El pánico cundió, algunas mujeres chillaban, otras corrían sin dirección, algunos hombres se abalanzaron sobre el ex-novio despechado, apresándolo y arrebatándole el arma y otros llamaban a médicos y policías desde sus teléfonos móviles. En mitad de la confusión, el abuelo Antonio que había permanecido ajeno a los acontecimientos, se levantó al fin de su asiento y con paso tranquilo se acercó al cuerpo yacente de su nieto.
-Vamos hijo- dijo a su nieto mientras le cogía la mano- hazme caso esta vez y  levántate
Ante la mirada  incrédula de todos los que allí estaban, Javier abrió los ojos súbitamente y con la ayuda de su abuelo fue incorporándose despacio. Las lágrimas desconsoladas de su madre y su novia, se derramaban ahora de alegría. ¡Ha resucitado!, exclamaron algunos, ¡es un milagro!, ¡está vivo!, ¡está vivo! El júbilo se desató por doquier.

Javier, aún en estado de aturdimiento, miraba alrededor sin comprender nada. Hacía tan solo un par de minutos que el ex de su prometida lo había encañonado y disparado en el pecho, él había podido sentir el dolor del impacto y había caído desplomado, sin embargo allí estaba, vivo y aparentemente ileso. Se llevó la mano derecha al pecho dolorido, el bolsillo del chaqué había sido perforado  por una bala de calibre 20, pero algo había interrumpido su trayecto antes de impactar en el corazón eufórico de Javier. Algo duro, algo metálico. Introdujo  la mano en el bolsillo agujereado y sacó de él el pequeño objeto que había interceptado la bala. Javier, atónito y estupefacto, comprobó que se trataba de la pequeña cajita de latón donde guardaba los cromos de fútbol cuando era un niño.

Miró a su abuelo confundido y quiso hablarle, pero se vio envuelto en un mar de lágrimas y abrazos. Todos querían comprobar de primera mano que estaba vivo. En mitad de la lluvia de cariño y curiosidad, Javier pudo observar como su abuelo regresaba a su asiento en el jardín, sacaba una postal rota de un bolsillo y comenzaba a reconstruirla.

Con los novios e invitados recuperados del susto y el ex novio vengativo en comisaría, Elvira decidió que no había motivo para que la boda no se celebrara. Y así sucedió. Una ceremonia aún más emotiva tras el impactante suceso acontecido, dio paso a un banquete extraordinario donde los músicos tocaron alegres melodías, el champán se derramó a borbotones, las corbatas acabaron anudadas a las cabezas de los caballeros y los tacones de las señoras olvidados sobre las sillas vacías.

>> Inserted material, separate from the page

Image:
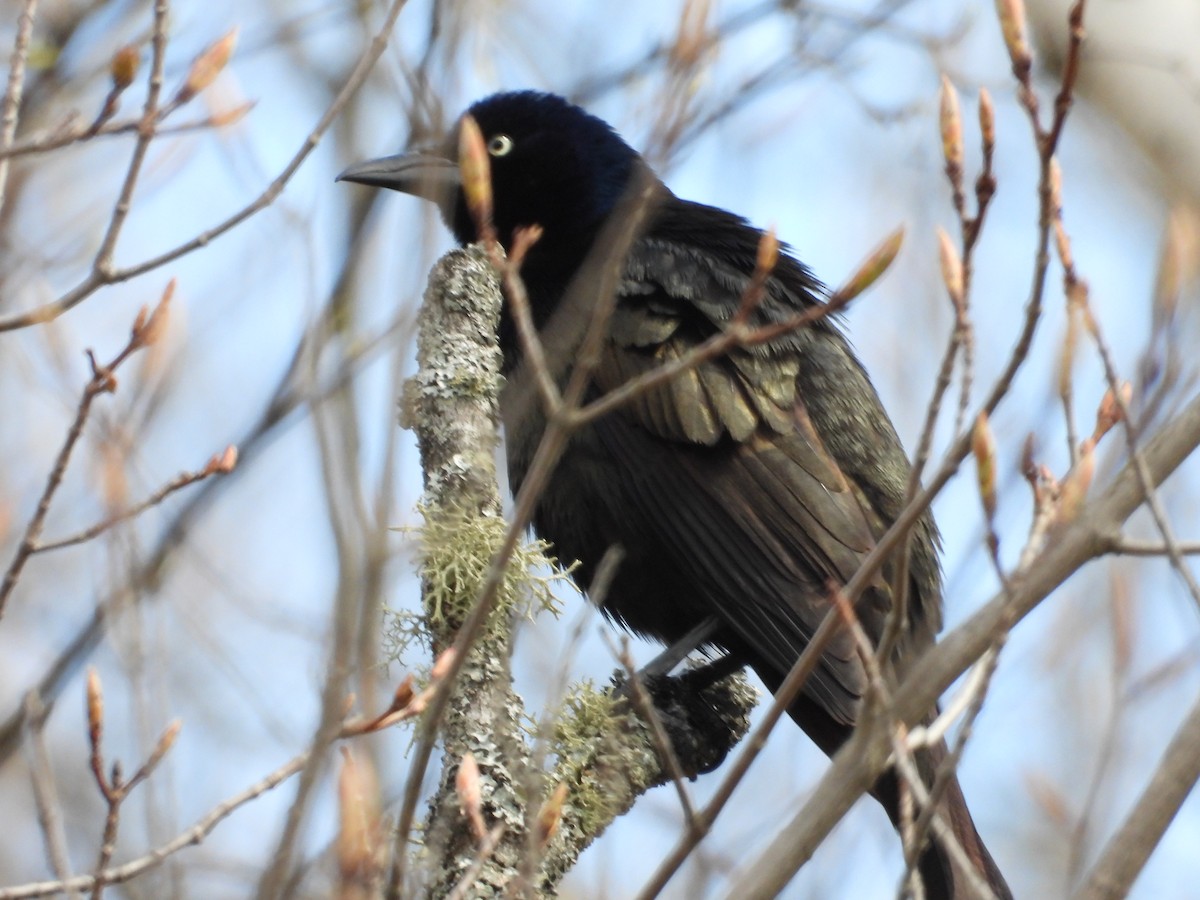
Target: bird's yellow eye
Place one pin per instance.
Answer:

Con la noche ya entrada y los invitados abandonando el lugar, Javier se adentró en la cocina y se sentó junto a su abuelo, que aún andaba enfrascado en su particular hobby. Había pasado gran parte del día pensando en cómo llegó la lata al bolsillo de su chaqué, hasta que recordó que lo había dejado por unos momentos en el respaldo de una de las sillas de la cocina, junto a su abuelo. Sin duda éste debió haber aprovechado la ocasión para introducir en el bolsillo delantero  la pequeña caja metálica .Las palabras acudían a su mente, pero sólo podía balbucear:

-abuelo, tú...tú…la lata…tú lo sabías, pero, ¿cómo…? ¿Cuándo…?

-¿Qué dices, hijo? ¿Qué lata? No sé de qué me hablas

-Vamos abuelo, esta mañana, tú insistías en que cogiera la lata, tú sabías que…

Elvira apareció en la cocina interrumpiendo la frase.

-Javier, hijo, ¿qué le dices al abuelo? No creerás que él tuvo algo que ver en que hayas salido ileso. El abuelo está loco, no dice más que tonterías, sólo cosas de loco sin ton ni son.

-No, mamá, él sabía de algún modo que esto iba a suceder y me protegió, ¿verdad que sí, abuelo?

-Yo sólo sé que no tenemos hombres suficientes para ganar la guerra, teniente- dijo el abuelo a modo de respuesta.

-Te lo he dicho, hijo-recordó Elvira satisfecha- el abuelo está loco como una cabra. Anda, ven con tu madre a despedir a los últimos invitados. Sin duda la boda ha sido todo un éxito y el incidente del disparo no ha hecho más que mejorarla, ¿no crees?

Ambos, madre e hijo, se encaminaron al jardín desde la cocina dejando al abuelo con sus desvaríos. Javier se giró a mirarlo una vez más, su abuelo levantó la vista devolviéndole la mirada y sus labios comenzaron a moverse para formar una frase, fue apenas un susurro, pero perfectamente perceptible en los oídos de Javier:

-Los locos sabemos muchas cosas que los cuerdos ignoran

Y tras un guiño cómplice regresó a sus cosas de loco.